Various methods such as physical vapor deposition (PVD), chemical vapor deposition (CVD), and the like are used to form a thin film on a substrate. The sputtering method is an example of a PVD method and is a technique widely used for forming a thin film on a substrate. The sputtering method is a technique of colliding a cations on a plasma with a target to deposit a substance scattered from the target on a substrate to form a thin film on the substrate.
Generally, the sputtering apparatus is composed of an inline load-lock chamber, a process chamber, and an unload-lock chamber for improving the productivity and convenience of the deposition process. The substrate is introduced into the load lock chamber, the deposition process is performed in the process chamber, and the unload lock chamber performs the function of taking out the substrate on which the deposition is completed to the outside.
There has been much research on a substrate moving type sputtering apparatus for moving a substrate in order to prevent damage to the substrate due to heat generated in the substrate during the deposition process in the process chamber. In the case of the conventional substrate movable type sputtering apparatus, thermal damage of the substrate by continuous sputtering can be minimized. However, in the case of a conventional substrate moving type sputtering apparatus, the distance between the substrate and the target changes during the movement of the substrate, thereby changing the deposition rate of the thin film deposited on the substrate. Therefore, there is a problem that it is difficult to deposit a thin film having desired uniformity on a substrate. In order to solve this problem, the conventional substrate moving type sputtering apparatus uses the cathode having a narrow width to maintain the deposition uniformity, but the deposition rate is lowered in this case.
The present invention takes advantage of the advantages of conventional substrate transportable sputtering apparatus and provides a sputtering apparatus for solving the disadvantages. The sputtering apparatus of the present invention adopts a rotatable substrate. The substrate rotates around the rotation axis, thereby minimizing heat damage to the substrate by continuous sputtering. Also, the sputtering apparatus of the present invention employs a magnetron sputtering method, whereby the deposition rate of the thin film can be increased. In addition, the sputtering apparatus of the present invention employs a magnet array having a meander shape, thereby realizing large-area sputtering by enlarging the width of the cathode.

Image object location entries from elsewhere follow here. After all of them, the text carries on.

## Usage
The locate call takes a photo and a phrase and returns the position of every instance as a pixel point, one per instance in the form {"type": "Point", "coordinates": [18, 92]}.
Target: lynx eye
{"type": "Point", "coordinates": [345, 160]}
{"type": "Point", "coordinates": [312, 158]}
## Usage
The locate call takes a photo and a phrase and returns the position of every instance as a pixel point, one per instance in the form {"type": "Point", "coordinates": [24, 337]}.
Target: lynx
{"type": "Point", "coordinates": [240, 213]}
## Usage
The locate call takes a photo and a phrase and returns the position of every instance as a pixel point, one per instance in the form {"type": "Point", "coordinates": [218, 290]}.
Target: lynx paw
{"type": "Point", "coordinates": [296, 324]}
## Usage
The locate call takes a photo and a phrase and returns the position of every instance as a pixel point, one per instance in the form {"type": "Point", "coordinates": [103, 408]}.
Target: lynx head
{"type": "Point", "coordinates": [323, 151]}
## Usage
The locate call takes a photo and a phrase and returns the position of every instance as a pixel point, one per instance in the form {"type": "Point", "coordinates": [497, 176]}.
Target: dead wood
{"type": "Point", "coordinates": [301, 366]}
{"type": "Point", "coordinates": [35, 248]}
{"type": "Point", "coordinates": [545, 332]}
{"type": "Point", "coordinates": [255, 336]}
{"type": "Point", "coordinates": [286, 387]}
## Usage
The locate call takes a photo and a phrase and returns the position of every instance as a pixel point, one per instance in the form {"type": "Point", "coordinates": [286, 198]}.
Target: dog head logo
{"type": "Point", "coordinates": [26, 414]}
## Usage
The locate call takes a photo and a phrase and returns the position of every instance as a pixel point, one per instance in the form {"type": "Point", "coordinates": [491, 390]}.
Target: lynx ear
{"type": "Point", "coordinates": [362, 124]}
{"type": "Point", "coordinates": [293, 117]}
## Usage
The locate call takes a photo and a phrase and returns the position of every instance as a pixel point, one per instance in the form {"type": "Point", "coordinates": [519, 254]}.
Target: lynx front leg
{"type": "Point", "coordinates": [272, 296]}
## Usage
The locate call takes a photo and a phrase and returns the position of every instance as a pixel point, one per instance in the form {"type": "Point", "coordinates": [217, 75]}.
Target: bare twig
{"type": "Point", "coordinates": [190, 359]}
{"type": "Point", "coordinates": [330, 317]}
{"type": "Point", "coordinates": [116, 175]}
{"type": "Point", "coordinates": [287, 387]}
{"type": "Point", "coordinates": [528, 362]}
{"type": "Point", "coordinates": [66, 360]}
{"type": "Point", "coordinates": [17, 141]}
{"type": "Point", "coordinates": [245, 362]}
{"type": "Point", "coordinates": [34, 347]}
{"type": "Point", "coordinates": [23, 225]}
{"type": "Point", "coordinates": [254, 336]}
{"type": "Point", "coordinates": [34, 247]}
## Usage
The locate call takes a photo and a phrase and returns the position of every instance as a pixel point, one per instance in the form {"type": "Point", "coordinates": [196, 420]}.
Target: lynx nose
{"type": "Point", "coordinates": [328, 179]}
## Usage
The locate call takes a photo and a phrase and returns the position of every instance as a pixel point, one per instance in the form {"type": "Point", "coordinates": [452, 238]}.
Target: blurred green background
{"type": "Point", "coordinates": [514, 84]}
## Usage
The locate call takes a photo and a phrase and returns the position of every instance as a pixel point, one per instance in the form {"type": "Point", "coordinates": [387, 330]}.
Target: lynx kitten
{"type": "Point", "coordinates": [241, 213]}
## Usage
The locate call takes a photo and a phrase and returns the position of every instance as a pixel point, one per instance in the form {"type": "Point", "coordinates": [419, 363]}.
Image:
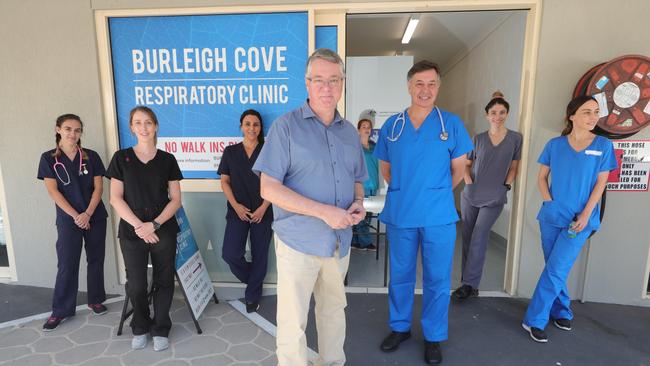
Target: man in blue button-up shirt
{"type": "Point", "coordinates": [312, 170]}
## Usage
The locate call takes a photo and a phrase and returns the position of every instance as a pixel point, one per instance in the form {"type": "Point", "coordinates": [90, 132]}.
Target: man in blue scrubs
{"type": "Point", "coordinates": [422, 157]}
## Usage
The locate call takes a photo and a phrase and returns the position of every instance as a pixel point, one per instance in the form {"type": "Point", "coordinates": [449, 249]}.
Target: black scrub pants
{"type": "Point", "coordinates": [163, 259]}
{"type": "Point", "coordinates": [234, 248]}
{"type": "Point", "coordinates": [71, 239]}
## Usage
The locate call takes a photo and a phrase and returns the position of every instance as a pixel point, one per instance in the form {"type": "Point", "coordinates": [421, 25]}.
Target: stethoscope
{"type": "Point", "coordinates": [401, 119]}
{"type": "Point", "coordinates": [82, 167]}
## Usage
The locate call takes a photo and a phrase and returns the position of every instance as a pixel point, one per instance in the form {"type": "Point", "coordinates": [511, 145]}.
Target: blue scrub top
{"type": "Point", "coordinates": [80, 190]}
{"type": "Point", "coordinates": [420, 191]}
{"type": "Point", "coordinates": [573, 177]}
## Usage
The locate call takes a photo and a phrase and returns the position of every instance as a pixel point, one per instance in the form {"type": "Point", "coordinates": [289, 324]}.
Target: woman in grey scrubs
{"type": "Point", "coordinates": [491, 169]}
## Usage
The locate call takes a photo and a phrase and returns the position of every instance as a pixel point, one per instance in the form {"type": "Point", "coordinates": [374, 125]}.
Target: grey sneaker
{"type": "Point", "coordinates": [160, 343]}
{"type": "Point", "coordinates": [139, 341]}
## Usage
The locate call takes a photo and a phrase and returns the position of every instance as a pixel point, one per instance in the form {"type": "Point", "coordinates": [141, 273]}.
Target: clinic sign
{"type": "Point", "coordinates": [633, 157]}
{"type": "Point", "coordinates": [190, 268]}
{"type": "Point", "coordinates": [199, 73]}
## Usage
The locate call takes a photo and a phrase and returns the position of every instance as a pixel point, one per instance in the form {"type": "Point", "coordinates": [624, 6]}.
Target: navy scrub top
{"type": "Point", "coordinates": [146, 188]}
{"type": "Point", "coordinates": [244, 183]}
{"type": "Point", "coordinates": [80, 190]}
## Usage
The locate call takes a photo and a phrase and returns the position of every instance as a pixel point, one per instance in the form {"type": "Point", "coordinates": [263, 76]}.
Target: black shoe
{"type": "Point", "coordinates": [432, 352]}
{"type": "Point", "coordinates": [538, 335]}
{"type": "Point", "coordinates": [562, 323]}
{"type": "Point", "coordinates": [98, 309]}
{"type": "Point", "coordinates": [465, 292]}
{"type": "Point", "coordinates": [371, 248]}
{"type": "Point", "coordinates": [392, 341]}
{"type": "Point", "coordinates": [252, 307]}
{"type": "Point", "coordinates": [52, 323]}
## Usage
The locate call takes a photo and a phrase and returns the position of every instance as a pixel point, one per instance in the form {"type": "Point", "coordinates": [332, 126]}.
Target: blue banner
{"type": "Point", "coordinates": [199, 73]}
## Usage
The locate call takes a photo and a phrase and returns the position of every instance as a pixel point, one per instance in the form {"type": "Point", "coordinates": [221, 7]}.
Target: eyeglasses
{"type": "Point", "coordinates": [321, 83]}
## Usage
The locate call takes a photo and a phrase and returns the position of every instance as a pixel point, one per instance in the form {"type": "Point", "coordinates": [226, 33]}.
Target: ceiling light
{"type": "Point", "coordinates": [410, 28]}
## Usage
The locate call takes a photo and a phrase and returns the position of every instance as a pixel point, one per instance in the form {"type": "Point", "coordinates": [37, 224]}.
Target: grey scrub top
{"type": "Point", "coordinates": [490, 168]}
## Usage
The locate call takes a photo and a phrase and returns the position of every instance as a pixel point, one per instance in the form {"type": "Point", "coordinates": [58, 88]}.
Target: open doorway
{"type": "Point", "coordinates": [478, 52]}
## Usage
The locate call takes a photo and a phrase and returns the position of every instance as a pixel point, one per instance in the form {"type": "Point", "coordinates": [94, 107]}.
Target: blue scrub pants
{"type": "Point", "coordinates": [234, 248]}
{"type": "Point", "coordinates": [71, 239]}
{"type": "Point", "coordinates": [551, 297]}
{"type": "Point", "coordinates": [437, 254]}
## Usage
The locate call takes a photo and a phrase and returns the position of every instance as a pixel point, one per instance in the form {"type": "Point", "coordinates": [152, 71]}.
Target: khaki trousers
{"type": "Point", "coordinates": [300, 275]}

In one embodiment, a sputter device capable of substrate rotation is disclosed. The sputtering apparatus includes a chamber, a tubular substrate disposed inside the chamber and rotating about a central axis, a rotating mechanism rotating the substrate about the central axis, and a sputtering chamber disposed on one side of the substrate, A target for depositing a film on the surface, and a power source for generating a plasma in the chamber by applying a voltage between the substrate and the target. The rotating mechanism rotates the substrate so that the film deposited on the surface of the substrate by sputtering has a predetermined uniformity.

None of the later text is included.